Bu tehdidi neye bağliyor, Ortadoğu’daki yeni gelişmelere bağliyarak; sakın ha, İsrail, Amerika ve batı emperyalistlerin yanında yer almayin, orda sonunuz felaket olur. “emperyalizm bin kazanmadan kimseye bir vermez” diyerek bizi türklüğe davet ederek; “Bizler (kendini Kurd gördüğü için kurdleri kasederek) Türkiye toplumu olarak bu dönemde bir ve beraber olacağız” Yani diyor ki; emperyalistler bin kazanıp, bir veriyor, ama türkler bir alıp bir verecek! Peki adama sormazlar mı 101 yıllık türk dğevleti kurdlerden ne aldı ve ne verdi? Bunun muhasebesini “vicdanlı bir kurd” olarak yaptın mı ki bu sonuca geldin? Hiç zanetmiyorum. Aklı başında her Kurd “bextê Romê reşe, pê bawer neke” der sana Salahattin!

Sykes-Picot gizli anlaşma ile, 100 yıl önce Kurd toprakları, dönemin emperyal güçleri tarafından bölüştürüldü ve Lozan anlaşması ile bu bölüşme resmileştirilerek, eskiden iki parça olan Kurdistan toprakları, dört parçaya bölüştürülerek dört devlete bırakıldı. Irak, Suriye, Türkiye ve İran.

100 yıl sonra bu topraklarda yeni bir dizain süreci görünüyor. Irak devleti bir federal devlete dönüştürüldü ve ordan bir Kurdistan federasyonu çıktı. Suriye rejimi yıkıldı ve orda Doğu-Batı Kurdistan topraklarının bir kısmında defakto bir durum var ve yeni Surîye inşa sürecinde bir statüya uluşma şansı var. İran topun ağzındadır ve geleceği tehlikededir.

Bu baylar çıkmiş bize “türkiye hizmet edin” bu yeni değişimlere “taraf olmayin” diyor ve bunu da Kurdlük adına yapıyorlar.

Yeni Diyap Axa’lar ve yeni Lozan şakşakçıları rölünü üstlenmek istiyorlar. Ama dönem farklı, kurdler farklı ve Kurdistan’ın durumu farklı!

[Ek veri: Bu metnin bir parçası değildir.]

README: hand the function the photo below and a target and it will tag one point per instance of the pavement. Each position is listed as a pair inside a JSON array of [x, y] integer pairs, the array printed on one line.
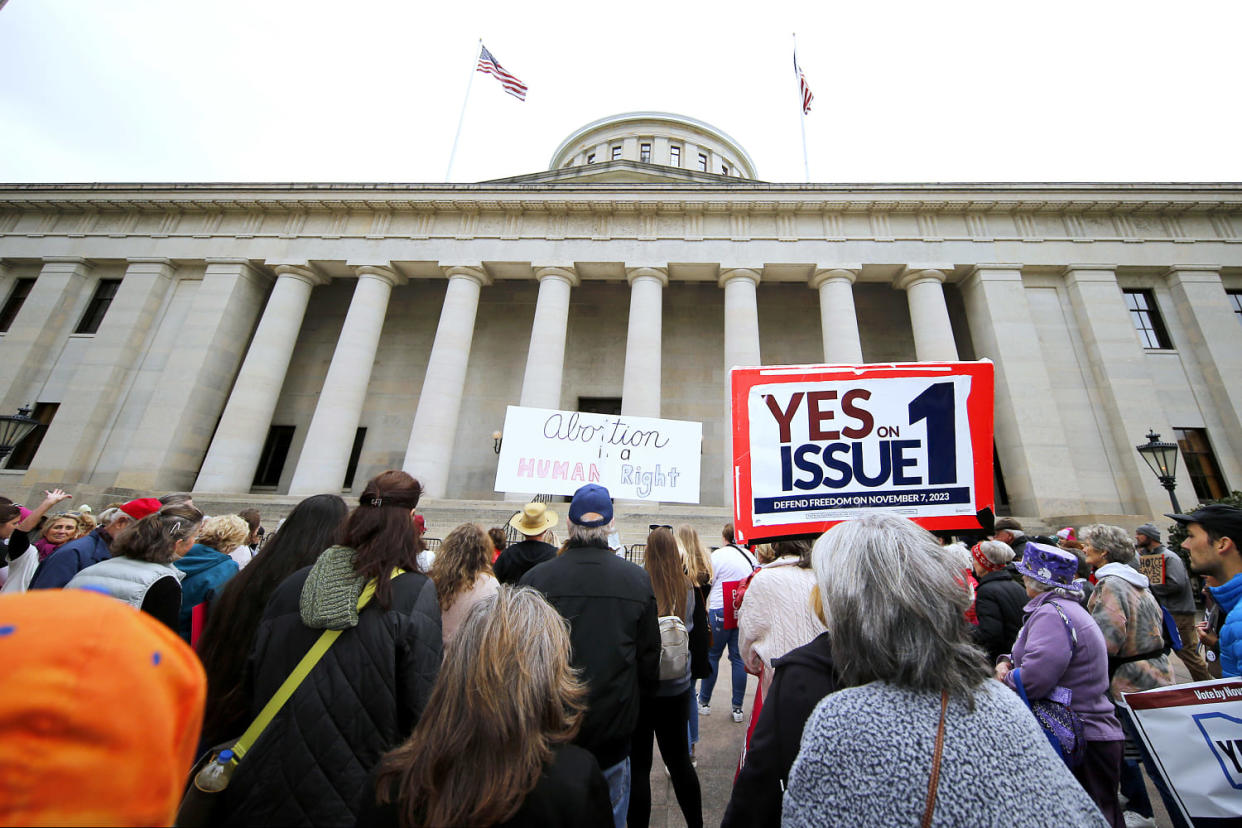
[[719, 746]]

Kurdlerden yeni Diyap Axalar çıkar elbet, ama rağbet görmezler, çabuk teşhir olurlar. Çünkü o dönemin Kurd önderlerinin yeni nesil torunları olarak sahadayiz ve elimiz kalem tutuyor ve haberleşme ve örgütleme ağlarımız, ilişkilerimiz, olanaklarımız güçlü. İşbirlikçi Selolara, Apolara bu iş bırakılmayacak.